31 October 2015

The Summer Wind ...

... came blowin' in from across the sea

Time has moved on since the summer and we’re now smack in the middle of autumn. My summer this year was simply marvellous. I attended a conference in London in the last week of July and I was able to bring the family along. That was a magnificent experience. I always enjoy visiting London, having spent a year at college there. After that we had a two week vacation in Italy, followed by a week each at both my wife’s and my parents. Working in the educational sector in Europe is rewarding in more ways than one. Speaking of work, I’m back at the university, still pursuing my goal of becoming a tenured professor. So, personally and vocationally, all’s good.

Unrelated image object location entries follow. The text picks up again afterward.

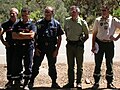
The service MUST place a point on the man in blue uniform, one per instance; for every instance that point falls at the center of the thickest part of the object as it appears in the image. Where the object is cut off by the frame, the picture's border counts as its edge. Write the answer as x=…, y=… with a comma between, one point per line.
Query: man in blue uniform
x=23, y=33
x=9, y=43
x=48, y=42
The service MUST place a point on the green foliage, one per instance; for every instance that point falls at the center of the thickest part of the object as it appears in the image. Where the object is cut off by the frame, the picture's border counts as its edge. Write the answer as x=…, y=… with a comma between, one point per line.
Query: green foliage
x=89, y=8
x=116, y=12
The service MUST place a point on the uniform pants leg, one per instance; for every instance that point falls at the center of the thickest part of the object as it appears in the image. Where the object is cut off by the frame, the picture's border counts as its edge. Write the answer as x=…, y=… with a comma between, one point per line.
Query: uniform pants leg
x=109, y=54
x=98, y=62
x=79, y=60
x=9, y=60
x=37, y=60
x=71, y=62
x=51, y=63
x=28, y=61
x=17, y=67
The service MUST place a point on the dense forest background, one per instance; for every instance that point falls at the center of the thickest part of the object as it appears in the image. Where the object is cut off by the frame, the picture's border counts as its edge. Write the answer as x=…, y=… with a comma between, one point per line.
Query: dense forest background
x=90, y=9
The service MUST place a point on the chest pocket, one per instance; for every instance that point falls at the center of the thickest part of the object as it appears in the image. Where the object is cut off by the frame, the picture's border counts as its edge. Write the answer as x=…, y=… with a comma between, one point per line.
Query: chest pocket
x=51, y=30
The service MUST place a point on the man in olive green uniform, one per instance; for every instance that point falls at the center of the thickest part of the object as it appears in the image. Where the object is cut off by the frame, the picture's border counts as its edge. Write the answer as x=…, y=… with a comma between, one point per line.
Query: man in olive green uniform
x=76, y=30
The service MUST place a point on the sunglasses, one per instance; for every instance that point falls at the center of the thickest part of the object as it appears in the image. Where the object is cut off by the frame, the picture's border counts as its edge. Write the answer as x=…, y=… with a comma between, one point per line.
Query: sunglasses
x=104, y=10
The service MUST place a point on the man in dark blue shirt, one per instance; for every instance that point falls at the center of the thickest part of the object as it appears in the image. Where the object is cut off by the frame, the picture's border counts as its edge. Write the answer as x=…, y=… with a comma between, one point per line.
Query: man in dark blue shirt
x=23, y=34
x=47, y=43
x=9, y=43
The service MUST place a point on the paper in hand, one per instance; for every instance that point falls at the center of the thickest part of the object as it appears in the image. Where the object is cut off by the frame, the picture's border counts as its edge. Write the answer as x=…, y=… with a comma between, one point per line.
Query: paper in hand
x=97, y=47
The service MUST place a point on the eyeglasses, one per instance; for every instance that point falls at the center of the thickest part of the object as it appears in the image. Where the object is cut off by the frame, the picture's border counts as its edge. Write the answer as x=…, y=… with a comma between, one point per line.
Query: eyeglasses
x=105, y=25
x=104, y=10
x=48, y=11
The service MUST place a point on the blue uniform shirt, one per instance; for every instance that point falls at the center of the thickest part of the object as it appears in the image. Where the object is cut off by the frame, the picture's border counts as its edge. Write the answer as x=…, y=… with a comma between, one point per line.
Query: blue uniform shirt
x=21, y=27
x=48, y=31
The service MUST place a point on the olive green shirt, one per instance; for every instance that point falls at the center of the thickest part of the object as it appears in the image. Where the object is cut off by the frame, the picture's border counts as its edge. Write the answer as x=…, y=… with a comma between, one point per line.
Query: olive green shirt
x=73, y=29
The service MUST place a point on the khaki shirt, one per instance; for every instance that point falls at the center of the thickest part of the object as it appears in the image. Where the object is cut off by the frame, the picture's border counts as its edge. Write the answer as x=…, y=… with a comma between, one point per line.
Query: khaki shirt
x=106, y=28
x=73, y=29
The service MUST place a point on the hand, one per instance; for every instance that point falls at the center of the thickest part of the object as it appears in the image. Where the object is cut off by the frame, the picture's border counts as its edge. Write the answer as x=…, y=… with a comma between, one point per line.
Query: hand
x=93, y=49
x=6, y=44
x=113, y=38
x=37, y=52
x=55, y=53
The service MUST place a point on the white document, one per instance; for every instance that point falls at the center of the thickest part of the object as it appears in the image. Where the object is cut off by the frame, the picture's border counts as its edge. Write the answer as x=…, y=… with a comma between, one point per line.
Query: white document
x=97, y=47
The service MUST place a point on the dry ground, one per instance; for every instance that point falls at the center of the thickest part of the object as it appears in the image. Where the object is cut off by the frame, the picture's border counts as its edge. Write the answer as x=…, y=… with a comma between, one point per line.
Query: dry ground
x=43, y=80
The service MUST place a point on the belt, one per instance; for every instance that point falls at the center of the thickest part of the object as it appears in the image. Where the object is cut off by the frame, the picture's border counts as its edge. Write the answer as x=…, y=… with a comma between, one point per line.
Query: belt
x=105, y=40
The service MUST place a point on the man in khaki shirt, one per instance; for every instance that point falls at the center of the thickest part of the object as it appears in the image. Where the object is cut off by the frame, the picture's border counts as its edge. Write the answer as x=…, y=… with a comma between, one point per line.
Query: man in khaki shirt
x=76, y=30
x=103, y=31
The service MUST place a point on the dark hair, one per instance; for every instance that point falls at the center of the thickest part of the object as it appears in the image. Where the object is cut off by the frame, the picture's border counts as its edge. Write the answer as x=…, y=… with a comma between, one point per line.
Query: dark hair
x=25, y=10
x=105, y=7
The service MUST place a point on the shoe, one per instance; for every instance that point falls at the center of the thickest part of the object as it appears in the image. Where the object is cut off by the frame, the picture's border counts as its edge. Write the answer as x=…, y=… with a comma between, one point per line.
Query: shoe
x=95, y=86
x=9, y=84
x=31, y=84
x=111, y=86
x=68, y=85
x=79, y=86
x=55, y=85
x=17, y=84
x=26, y=87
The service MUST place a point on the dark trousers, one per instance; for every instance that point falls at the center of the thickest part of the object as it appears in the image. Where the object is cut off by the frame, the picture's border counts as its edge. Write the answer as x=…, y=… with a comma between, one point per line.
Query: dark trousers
x=23, y=57
x=106, y=48
x=74, y=52
x=37, y=60
x=9, y=61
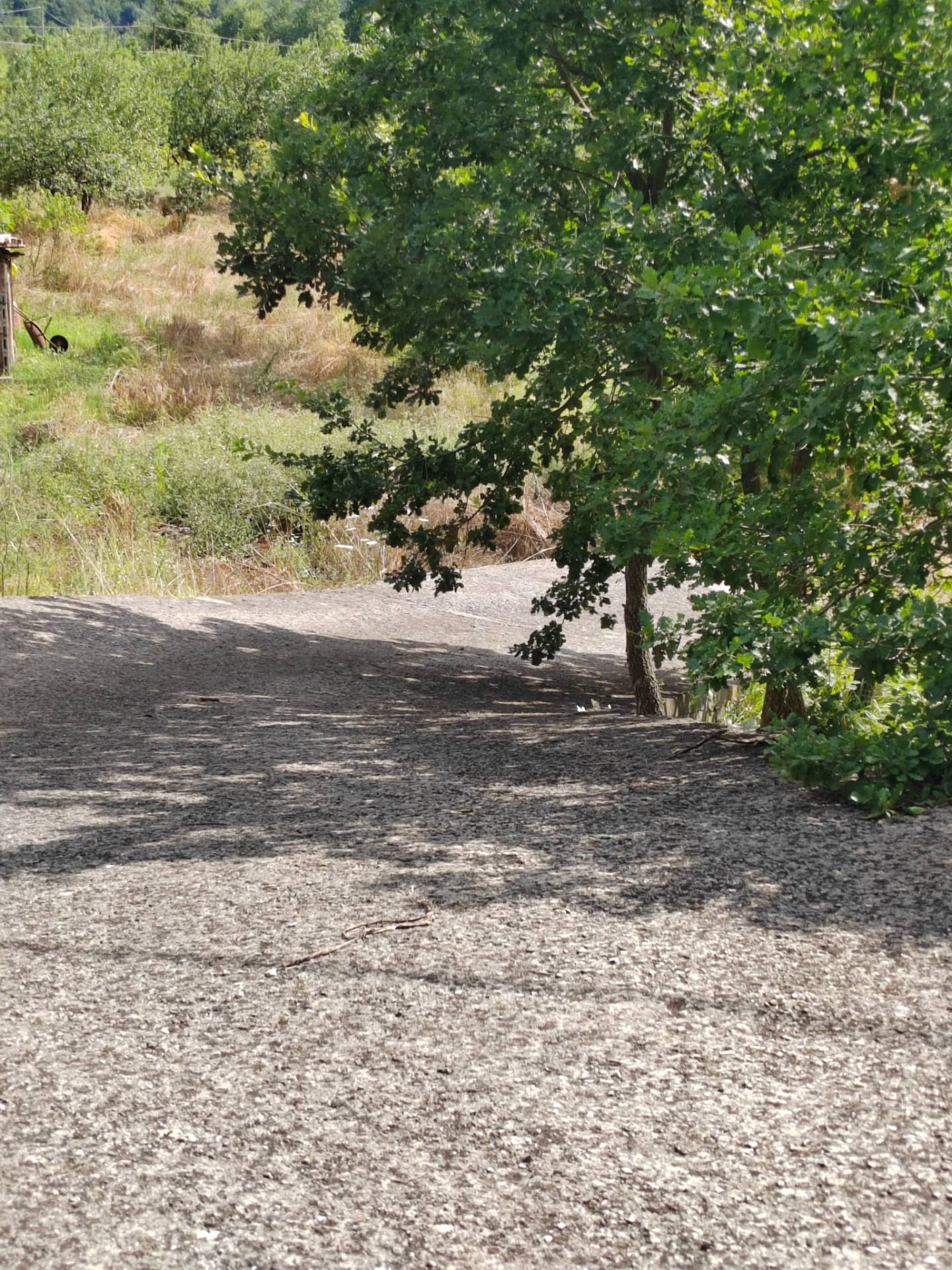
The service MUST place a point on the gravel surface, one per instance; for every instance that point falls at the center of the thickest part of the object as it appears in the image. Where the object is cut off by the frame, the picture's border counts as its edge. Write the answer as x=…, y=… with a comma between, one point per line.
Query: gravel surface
x=668, y=1011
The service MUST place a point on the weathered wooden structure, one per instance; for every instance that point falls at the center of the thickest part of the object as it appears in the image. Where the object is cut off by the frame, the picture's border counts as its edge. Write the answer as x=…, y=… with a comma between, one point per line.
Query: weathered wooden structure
x=11, y=247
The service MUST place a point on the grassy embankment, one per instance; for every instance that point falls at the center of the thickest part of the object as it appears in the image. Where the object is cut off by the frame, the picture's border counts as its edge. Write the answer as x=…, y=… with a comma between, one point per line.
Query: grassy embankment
x=117, y=462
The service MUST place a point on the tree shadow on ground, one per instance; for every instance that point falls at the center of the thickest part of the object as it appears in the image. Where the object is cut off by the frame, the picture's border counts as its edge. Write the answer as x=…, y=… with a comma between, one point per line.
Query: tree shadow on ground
x=459, y=771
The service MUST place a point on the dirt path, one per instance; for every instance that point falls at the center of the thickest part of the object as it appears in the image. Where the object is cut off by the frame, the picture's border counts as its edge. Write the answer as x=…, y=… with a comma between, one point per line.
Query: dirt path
x=668, y=1013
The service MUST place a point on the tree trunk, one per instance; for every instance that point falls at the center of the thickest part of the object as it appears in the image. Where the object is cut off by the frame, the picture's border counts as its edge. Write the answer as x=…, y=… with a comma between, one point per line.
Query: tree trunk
x=779, y=701
x=641, y=667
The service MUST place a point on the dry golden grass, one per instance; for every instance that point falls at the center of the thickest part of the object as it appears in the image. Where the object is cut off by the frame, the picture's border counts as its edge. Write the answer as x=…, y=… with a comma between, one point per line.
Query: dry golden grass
x=168, y=365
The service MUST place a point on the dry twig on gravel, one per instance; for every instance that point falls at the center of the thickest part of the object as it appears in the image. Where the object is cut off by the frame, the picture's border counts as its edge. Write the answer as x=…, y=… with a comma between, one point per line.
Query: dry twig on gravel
x=362, y=930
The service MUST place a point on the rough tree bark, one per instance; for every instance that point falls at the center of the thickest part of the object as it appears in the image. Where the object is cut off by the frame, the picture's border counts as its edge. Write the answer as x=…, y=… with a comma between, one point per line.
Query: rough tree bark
x=779, y=701
x=641, y=667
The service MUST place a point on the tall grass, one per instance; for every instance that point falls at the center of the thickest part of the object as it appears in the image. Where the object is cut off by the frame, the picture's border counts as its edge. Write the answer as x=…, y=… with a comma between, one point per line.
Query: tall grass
x=117, y=462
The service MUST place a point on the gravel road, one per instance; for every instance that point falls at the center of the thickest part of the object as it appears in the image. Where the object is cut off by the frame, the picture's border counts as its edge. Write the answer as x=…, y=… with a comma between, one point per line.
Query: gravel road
x=666, y=1010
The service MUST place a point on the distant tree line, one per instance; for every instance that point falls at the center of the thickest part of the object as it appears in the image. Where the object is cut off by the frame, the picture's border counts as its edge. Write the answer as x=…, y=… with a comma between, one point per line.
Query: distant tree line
x=95, y=114
x=175, y=23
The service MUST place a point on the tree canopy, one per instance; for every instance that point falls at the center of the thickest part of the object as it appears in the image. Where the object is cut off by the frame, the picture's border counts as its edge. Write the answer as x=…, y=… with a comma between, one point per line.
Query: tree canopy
x=711, y=240
x=84, y=116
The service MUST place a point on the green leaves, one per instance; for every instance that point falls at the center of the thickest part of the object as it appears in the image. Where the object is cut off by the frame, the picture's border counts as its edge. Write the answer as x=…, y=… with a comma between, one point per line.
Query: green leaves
x=89, y=120
x=713, y=243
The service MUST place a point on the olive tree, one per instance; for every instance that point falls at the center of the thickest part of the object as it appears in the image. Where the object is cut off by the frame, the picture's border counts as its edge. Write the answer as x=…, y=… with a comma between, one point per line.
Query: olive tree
x=711, y=243
x=84, y=114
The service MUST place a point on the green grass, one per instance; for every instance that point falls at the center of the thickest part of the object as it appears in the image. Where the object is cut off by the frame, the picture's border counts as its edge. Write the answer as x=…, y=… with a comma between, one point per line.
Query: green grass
x=118, y=470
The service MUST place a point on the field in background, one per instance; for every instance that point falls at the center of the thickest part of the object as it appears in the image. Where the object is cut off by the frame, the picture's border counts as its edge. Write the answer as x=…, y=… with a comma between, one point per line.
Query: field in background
x=117, y=464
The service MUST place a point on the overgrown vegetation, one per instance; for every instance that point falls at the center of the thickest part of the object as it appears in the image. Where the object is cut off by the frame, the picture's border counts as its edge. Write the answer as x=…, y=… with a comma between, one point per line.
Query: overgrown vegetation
x=706, y=248
x=118, y=462
x=714, y=243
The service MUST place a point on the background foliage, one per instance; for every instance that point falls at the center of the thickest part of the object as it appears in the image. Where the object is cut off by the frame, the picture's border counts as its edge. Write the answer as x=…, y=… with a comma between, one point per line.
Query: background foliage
x=713, y=243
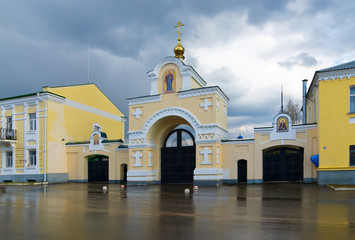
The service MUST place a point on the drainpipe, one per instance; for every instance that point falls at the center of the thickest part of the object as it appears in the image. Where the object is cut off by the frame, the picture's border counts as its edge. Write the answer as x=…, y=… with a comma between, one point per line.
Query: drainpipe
x=45, y=138
x=304, y=90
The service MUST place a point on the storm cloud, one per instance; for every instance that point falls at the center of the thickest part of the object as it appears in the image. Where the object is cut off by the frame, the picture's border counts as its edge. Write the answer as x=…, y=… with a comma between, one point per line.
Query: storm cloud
x=248, y=48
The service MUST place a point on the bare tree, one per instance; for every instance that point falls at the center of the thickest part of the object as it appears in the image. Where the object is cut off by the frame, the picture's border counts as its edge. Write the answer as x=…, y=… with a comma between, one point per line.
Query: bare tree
x=293, y=110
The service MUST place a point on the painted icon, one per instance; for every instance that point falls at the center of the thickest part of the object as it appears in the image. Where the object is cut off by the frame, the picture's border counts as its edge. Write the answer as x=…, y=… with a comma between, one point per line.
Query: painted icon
x=96, y=139
x=282, y=124
x=169, y=81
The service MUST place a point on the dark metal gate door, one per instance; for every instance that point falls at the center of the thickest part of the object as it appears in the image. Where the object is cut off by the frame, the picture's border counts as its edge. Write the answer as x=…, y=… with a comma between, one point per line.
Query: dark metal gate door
x=283, y=164
x=97, y=169
x=178, y=163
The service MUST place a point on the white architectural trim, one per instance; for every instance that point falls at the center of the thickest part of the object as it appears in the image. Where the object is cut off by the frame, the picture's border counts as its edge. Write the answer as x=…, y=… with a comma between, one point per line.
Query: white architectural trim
x=186, y=72
x=208, y=174
x=336, y=74
x=203, y=91
x=31, y=100
x=207, y=132
x=89, y=109
x=143, y=100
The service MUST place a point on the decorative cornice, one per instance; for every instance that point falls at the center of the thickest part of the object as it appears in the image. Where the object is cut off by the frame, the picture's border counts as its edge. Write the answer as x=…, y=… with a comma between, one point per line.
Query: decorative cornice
x=203, y=133
x=337, y=74
x=142, y=100
x=32, y=99
x=203, y=91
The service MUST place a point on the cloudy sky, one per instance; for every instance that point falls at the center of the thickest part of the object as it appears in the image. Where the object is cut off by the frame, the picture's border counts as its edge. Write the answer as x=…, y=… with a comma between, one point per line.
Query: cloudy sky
x=248, y=48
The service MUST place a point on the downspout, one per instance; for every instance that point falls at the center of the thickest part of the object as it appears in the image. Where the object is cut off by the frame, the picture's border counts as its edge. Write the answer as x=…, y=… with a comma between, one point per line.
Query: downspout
x=45, y=138
x=304, y=91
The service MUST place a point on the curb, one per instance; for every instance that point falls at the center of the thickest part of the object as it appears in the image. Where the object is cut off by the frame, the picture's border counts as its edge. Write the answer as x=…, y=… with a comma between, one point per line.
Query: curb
x=341, y=188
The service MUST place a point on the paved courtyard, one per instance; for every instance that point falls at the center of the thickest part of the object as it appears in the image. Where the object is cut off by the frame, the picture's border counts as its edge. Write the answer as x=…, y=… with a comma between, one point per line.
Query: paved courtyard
x=263, y=211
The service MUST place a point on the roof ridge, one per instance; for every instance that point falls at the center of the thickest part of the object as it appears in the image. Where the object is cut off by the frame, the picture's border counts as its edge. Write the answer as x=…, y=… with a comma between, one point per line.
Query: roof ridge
x=342, y=66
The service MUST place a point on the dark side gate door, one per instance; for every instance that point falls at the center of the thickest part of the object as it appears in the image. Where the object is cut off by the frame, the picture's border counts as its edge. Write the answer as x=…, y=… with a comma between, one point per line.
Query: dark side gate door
x=283, y=164
x=178, y=160
x=98, y=168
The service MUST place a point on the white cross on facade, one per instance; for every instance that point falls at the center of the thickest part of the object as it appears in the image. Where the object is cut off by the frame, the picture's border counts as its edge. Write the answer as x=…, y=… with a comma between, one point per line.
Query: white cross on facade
x=150, y=155
x=205, y=104
x=137, y=155
x=137, y=113
x=205, y=154
x=218, y=153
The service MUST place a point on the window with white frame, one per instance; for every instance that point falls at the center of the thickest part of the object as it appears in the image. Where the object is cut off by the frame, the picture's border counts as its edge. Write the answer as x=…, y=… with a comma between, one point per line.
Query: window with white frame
x=32, y=158
x=32, y=117
x=352, y=99
x=352, y=155
x=9, y=159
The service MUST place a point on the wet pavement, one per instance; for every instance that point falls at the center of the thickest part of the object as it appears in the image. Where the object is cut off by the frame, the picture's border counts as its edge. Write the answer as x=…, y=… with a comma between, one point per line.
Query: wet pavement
x=262, y=211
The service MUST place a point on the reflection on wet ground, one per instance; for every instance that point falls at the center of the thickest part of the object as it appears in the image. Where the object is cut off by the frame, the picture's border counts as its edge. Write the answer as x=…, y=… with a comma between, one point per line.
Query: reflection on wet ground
x=265, y=211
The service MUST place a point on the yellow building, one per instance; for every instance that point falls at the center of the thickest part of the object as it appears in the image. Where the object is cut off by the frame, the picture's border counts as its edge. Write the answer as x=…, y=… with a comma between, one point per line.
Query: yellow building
x=178, y=134
x=330, y=102
x=35, y=128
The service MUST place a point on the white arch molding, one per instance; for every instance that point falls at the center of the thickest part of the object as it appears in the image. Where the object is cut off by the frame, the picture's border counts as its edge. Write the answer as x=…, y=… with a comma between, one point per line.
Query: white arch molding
x=204, y=132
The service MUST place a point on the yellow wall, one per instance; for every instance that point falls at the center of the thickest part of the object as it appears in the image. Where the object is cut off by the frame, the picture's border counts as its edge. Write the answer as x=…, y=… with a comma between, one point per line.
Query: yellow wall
x=336, y=134
x=88, y=94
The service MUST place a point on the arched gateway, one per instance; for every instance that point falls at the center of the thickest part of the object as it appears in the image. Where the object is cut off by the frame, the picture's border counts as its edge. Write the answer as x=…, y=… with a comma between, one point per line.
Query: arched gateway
x=196, y=155
x=178, y=157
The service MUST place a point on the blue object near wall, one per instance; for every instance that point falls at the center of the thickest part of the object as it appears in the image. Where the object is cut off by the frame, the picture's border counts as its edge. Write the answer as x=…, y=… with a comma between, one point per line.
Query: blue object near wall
x=315, y=160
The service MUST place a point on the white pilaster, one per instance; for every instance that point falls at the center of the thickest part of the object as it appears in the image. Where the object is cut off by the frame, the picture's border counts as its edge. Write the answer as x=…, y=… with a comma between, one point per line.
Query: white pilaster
x=205, y=154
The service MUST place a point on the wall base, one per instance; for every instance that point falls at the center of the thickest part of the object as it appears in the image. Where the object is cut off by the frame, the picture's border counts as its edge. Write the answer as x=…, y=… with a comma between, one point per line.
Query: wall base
x=336, y=177
x=22, y=178
x=140, y=183
x=57, y=177
x=208, y=182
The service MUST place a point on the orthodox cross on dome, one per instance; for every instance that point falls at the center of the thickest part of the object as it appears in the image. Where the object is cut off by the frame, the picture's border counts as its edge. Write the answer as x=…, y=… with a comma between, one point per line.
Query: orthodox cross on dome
x=179, y=49
x=178, y=26
x=282, y=101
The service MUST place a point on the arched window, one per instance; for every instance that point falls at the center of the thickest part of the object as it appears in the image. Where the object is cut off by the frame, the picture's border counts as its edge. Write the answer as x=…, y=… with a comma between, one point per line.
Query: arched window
x=179, y=138
x=352, y=99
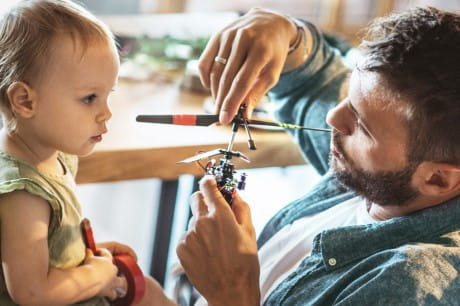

I stopped all gaming over the summer to focus fully on my family. Upon returning home, however, I felt the urge to revisit some of my old-time favourites, namely three instalments of the Heroes of Might & Magic series. Heroes of Might & Magic III was the first turn-based strategy game I ever played, and, after a brief introduction, both my wife and I did play quite extensively. I might even go so far as to proclaim HoMM III my favourite game ever. Strangely enough though, in all my time playing this series, I had never even played the campaigns as I agree with TotalBiscuit that the true value of the Heroes series can really be found in the custom games. So it happened that I finished all the campaigns of Heroes of Might & Magic III to V including their respective expansions. Unfortunately, the series ends with HoMM V for us as there’s no way we’re going to succumb to Uplay. All in all I have to say that HoMM III remains my favourite despite its dated look. I know that some die hard fans will shout heresy when I state the following, but for me it is, in fact, a close call between HoMM III and IV. I must be one of the very few people who genuinely enjoy HoMM IV and consider it to be a very good advancement of the Heroes series. I’ll gladly admit that it has glaring flaws but I don’t think it’s nowhere near as bad as some people make it out to be. HoMM V on the other hand really feels like a cheap rip-off of WarCraft III (e.g. story and cut scenes) and plays like a 3D port of HoMM III. So I’m kind of torn here: I like many gameplay elements but found the story, in particular, to be rather lacklustre. I do, however, enjoy playing all three instalments, especially together with my wife.

Much has changed on the MMO front. WildStar went free-to-play and after reading what Bhagpuss had to say about the game, I decided to give it a try. I finished the tutorial and afterwards started exploring Nexus. I must have played for about an hour when I had enough. That game is just not for me. I remember when I first heard about WildStar I was rather intrigued. That changed quickly when I learned about the action combat and the telegraph system. I seriously hate twitch gameplay, so naturally I uninstalled the game right away. But at least I did give it a try and tested it for myself. Many voices can be heard as to why WildStar tanked and with it yet another MMORPG had to resort to a free-to-play model, most of them claiming that the game was too hardcore and that this is the sole reason for its failure. As I don’t believe in mono-causality, I wouldn’t want to fault any single aspect for the demise of any game. It usually is a combination of several factors. Consider e.g. that WildStar was indeed marketed as a hardcore game (40-man raiding) with a cartoony exterior and action combat. Any combination of those basic pillars could both attract and repel potential players. I for one would enjoy a cartoonish look and a hardcore approach, but I cannot come to terms with twitchy gameplay. Couple that with the fact that WildStar’s idea of “hardcore” means (or meant, not sure if that’s still the case to be honest) time constraints (Gold runs, Explorer path), count me out. Even if WildStar was the perfect MMO otherwise, combining all the elements that I want to see in an MMO like a game built around crafting with strong social ties and interaction, in a living and breathing world, those two elements (time constraints and twitch) would drive me away. I can imagine many people feeling similarly or altogether differently.

No comment on the next WoW expansion. I’m simply no longer interested in retail WoW and instead get my kicks from the Nostalrius project. They have launched a PvE server most recently. YAY!!!

The 4.0 patch of Knights of the Fallen Empire has almost completely ruined SW:TOR for me. I was hopefully optimistic after the koffee announcement, but all that is left now is disgust! More on that some other time.